Sunday, 20 April 2025, 12:23 pm

    Moody’s affirms PH credit as investment grade with stable outlook

    Moody’s Ratings (Moody’s) affirmed the country’s investment-grade rating of “Baa2” with a “stable” outlook, the Bangko Sentral ng Pilipinas said on Friday.According to the BSP, the credit rating agency cited as key factors the country’s reforms to liberalize the economy, fiscal consolidation efforts, and robust macroeconomic fundamentals.

    The BSP quoted Moody’s saying, “The passage of reforms over the past several years to liberalize the Philippine economy will support medium-term growth potential by supporting a business-friendly environment and attracting foreign investments.”
    During the quarter ended June this year, the Philippine Statistics Authority reported a 6.3 percent output expansion measured as the gross domestic product (GDP). 

    Foreign direct investment (FDI) net inflows from January to May 2024 increased by 15.8 percent to USD4.0 billion, compared to USD3.5 billion during the same period in 2023.
    Moody’s expects FDI inflows to continue rising in 2024-2025. These inflows will be driven by strong investor interest in the energy, manufacturing, and information and communications sectors. 

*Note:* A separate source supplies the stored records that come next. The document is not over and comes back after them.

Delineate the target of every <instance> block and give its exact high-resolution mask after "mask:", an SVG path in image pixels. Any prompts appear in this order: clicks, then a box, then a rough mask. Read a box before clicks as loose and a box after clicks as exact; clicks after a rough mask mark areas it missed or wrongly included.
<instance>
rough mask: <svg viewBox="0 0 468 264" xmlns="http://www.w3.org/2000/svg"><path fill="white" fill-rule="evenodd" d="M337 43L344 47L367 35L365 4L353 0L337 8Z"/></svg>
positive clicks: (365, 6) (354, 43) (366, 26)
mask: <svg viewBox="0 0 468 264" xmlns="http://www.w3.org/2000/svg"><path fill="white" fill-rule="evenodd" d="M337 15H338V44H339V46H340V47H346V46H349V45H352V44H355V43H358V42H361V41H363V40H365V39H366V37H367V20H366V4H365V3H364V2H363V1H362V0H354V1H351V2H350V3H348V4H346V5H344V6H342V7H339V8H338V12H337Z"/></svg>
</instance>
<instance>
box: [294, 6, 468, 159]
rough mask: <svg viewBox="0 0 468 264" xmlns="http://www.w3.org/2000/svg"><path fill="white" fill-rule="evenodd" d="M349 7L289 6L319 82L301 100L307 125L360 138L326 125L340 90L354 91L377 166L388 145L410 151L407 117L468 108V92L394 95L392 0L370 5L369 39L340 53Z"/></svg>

    It also noted the Marcos administration’s goal of increasing infrastructure investments at 5.0 percent of GDP annually under the “Build Better More” initiative, which will reduce the country’s infrastructure gap.

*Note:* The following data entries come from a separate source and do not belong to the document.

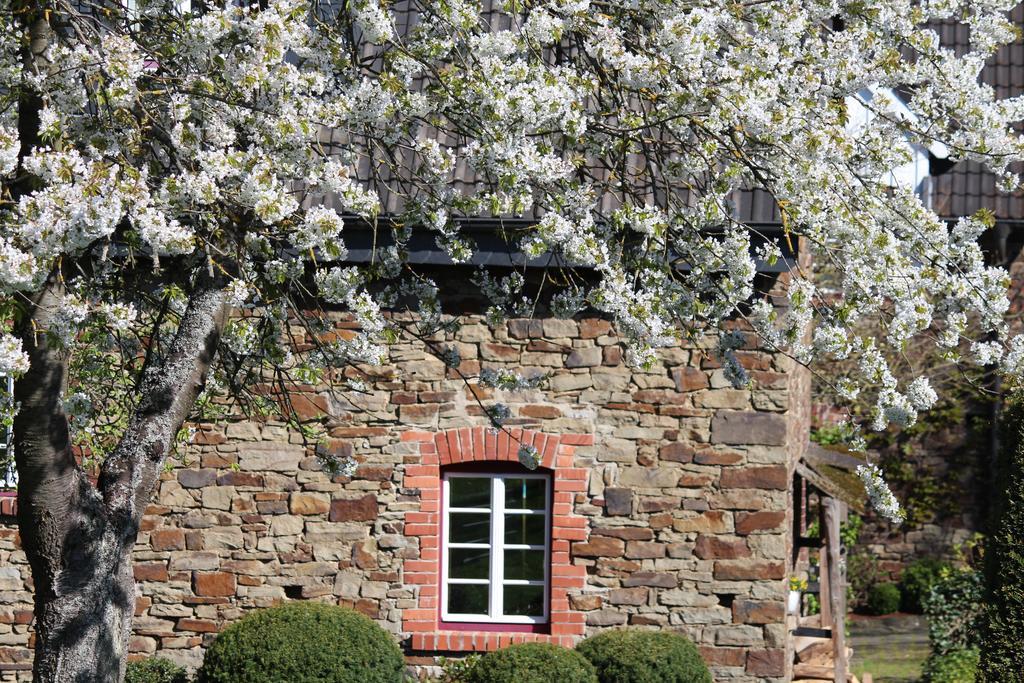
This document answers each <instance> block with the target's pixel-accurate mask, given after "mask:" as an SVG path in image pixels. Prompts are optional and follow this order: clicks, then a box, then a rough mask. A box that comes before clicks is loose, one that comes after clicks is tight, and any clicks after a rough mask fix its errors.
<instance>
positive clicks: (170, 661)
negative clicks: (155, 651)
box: [125, 657, 188, 683]
mask: <svg viewBox="0 0 1024 683" xmlns="http://www.w3.org/2000/svg"><path fill="white" fill-rule="evenodd" d="M125 683H188V672H187V671H185V669H184V668H183V667H179V666H178V665H176V664H174V663H173V661H169V660H168V659H161V658H159V657H151V658H148V659H139V660H138V661H129V663H128V669H127V671H126V672H125Z"/></svg>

    In response, BSP Governor Eli M. Remolona, Jr. said, “The BSP welcomes Moody’s affirmation of the country’s investment-grade rating, even as we work with the government to improve the country’s ratings. We are taking a measured approach in safeguarding price stability conducive to sustainable economic growth.”

    The stable outlook reflects a balance of risks. Upward credit pressure could come from improved fiscal metrics, strong growth, and higher public and private investments, while downward risks include external challenges that could weaken consumption and investment or ineffective reforms.

    An investment-grade rating signifies low sovereign risk, helping the country secure cheaper funding and redirect funds from interest payments to social programs and projects.